Was aber ist es eigentlich, das uns die Türkei plötzlich nah, jedenfalls näher erscheinen lässt? Wir wissen schließlich fast nichts von diesem doppelten Schwellenland, das zwischen Europa und Asien liegt und zwischen Wohlstand und Armut. Aber wir erkennen in den Opfern unsere türkischen Nachbarn wieder. Ihre Arbeit und ihre Freude prägen das Bild dieses Landes ebenso mit wie ihre Trauer und Wut. Das Land, aus dem sie stammen, ist uns jedoch weitgehend fremd - und je näher es uns in diesen Tagen kommt, desto mehr befremdet es uns. So wirkt Istanbul überraschend westlich und erschreckend wild zugleich. Westlich, weil hier der Konsum herrscht und nicht das Kopftuch; wild, weil den Behörden jede Ordnungskraft fehlt. In den vergangenen Jahren sind Millionen Menschen vom Land an die Ränder der großen Städte gezogen. Dennoch hat der Staat schweigend geduldet oder sogar unterstützt, dass aberwitzig klapprige Häuser immer noch weiter aufgetürmt wurden. Mehr als die Hälfte aller Wohnungen in Istanbul, einer Stadt mit fast zehn Millionen Einwohnern, soll illegal gebaut worden sein, vor allem mit billigstem Material. Was hier über Nacht entsteht, wird nicht mehr eingerissen - es sei denn, die Erde bebt. Wildwuchs statt Planung, Bestechung statt Bauordnung - die ganze Türkei ist ein Bauskandal.

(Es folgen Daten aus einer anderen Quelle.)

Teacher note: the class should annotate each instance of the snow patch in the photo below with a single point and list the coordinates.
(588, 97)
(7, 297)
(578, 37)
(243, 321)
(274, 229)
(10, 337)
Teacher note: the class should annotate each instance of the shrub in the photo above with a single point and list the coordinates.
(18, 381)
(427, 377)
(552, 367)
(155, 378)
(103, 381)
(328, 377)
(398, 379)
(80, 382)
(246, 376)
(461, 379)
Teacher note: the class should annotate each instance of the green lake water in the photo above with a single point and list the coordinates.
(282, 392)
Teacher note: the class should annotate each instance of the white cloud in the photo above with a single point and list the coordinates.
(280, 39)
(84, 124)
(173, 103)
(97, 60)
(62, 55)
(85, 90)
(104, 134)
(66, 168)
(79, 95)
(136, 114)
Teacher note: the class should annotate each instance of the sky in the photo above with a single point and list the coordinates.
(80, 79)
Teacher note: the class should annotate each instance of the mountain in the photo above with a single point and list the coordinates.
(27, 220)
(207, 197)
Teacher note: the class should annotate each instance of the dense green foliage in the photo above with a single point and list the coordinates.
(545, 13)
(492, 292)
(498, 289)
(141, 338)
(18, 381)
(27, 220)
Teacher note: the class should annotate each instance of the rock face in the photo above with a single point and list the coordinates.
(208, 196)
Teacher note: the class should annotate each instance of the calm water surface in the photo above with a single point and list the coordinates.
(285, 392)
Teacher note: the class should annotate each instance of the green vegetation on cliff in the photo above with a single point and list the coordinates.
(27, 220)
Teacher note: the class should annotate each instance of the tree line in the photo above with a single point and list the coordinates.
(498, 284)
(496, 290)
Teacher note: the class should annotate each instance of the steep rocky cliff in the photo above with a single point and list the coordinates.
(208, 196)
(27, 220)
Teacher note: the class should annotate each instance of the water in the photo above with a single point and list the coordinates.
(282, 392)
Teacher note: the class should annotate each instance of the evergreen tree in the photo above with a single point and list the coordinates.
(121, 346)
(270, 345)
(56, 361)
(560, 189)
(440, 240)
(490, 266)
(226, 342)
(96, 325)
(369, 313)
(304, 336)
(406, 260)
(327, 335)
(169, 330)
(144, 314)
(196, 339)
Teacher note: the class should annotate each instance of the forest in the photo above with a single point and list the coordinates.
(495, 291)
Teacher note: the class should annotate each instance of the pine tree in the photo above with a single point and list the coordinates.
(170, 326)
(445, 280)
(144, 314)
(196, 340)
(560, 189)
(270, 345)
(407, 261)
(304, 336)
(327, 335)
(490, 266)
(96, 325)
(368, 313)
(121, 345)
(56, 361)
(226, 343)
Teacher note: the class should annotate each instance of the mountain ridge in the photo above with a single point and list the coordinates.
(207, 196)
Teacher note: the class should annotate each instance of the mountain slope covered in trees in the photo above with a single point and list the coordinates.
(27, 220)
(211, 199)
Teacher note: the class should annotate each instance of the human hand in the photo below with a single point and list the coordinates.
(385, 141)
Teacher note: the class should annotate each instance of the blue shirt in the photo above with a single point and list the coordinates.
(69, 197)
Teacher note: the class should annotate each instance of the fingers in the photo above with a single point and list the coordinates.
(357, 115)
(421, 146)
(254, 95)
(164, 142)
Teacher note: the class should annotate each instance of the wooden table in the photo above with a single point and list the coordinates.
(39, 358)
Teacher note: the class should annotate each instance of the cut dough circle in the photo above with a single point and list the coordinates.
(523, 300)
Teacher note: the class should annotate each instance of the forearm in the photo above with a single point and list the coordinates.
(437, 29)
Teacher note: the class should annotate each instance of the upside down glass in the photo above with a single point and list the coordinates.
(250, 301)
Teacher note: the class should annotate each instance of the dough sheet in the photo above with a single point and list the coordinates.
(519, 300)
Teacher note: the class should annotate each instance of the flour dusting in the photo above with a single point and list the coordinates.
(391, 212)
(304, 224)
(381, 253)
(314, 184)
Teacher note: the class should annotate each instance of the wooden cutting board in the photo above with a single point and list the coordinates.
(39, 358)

Das groteske Ausmaß staatlicher Hilflosigkeit zeigt sich im Katastrophenfall. Ministerpräsident Ecevit spricht von Problemen bei der Organisation der Rettungsversuche. Chaos ist wohl das richtige Wort. Die Türkei, das Land an der Schwelle, wurde über Nacht weit zurückgeworfen. Doch wie viele Katastrophen birgt auch diese ihre Chancen. Die Türkei, dieses stolze, trotzige Land, muss um Hilfe bitten. Sie kommt, ganz besonders aus Deutschland. Ausgerechnet aus Deutschland. Hatte nicht dieses Deutschland in den Augen der Türkei dem Land den Weg in die Europäische Union verbaut, hatte es nicht kurdische Terroristen geduldet und die Angriffe von Rechtsextremisten toleriert? Und waren die Türken in unserer Wahrnehmung nicht die Ausländer, die uns die meisten Probleme gebracht haben? Das Beben bringt den Deutschen die Türken näher und den Türken die Deutschen. Offenbar leben wir doch viel selbstverständlicher zusammen, als es oft den Anschein hat. Deshalb zeigt die deutsche Hauptstadt Trauer: ein kleiner Trost in der Katastrophe.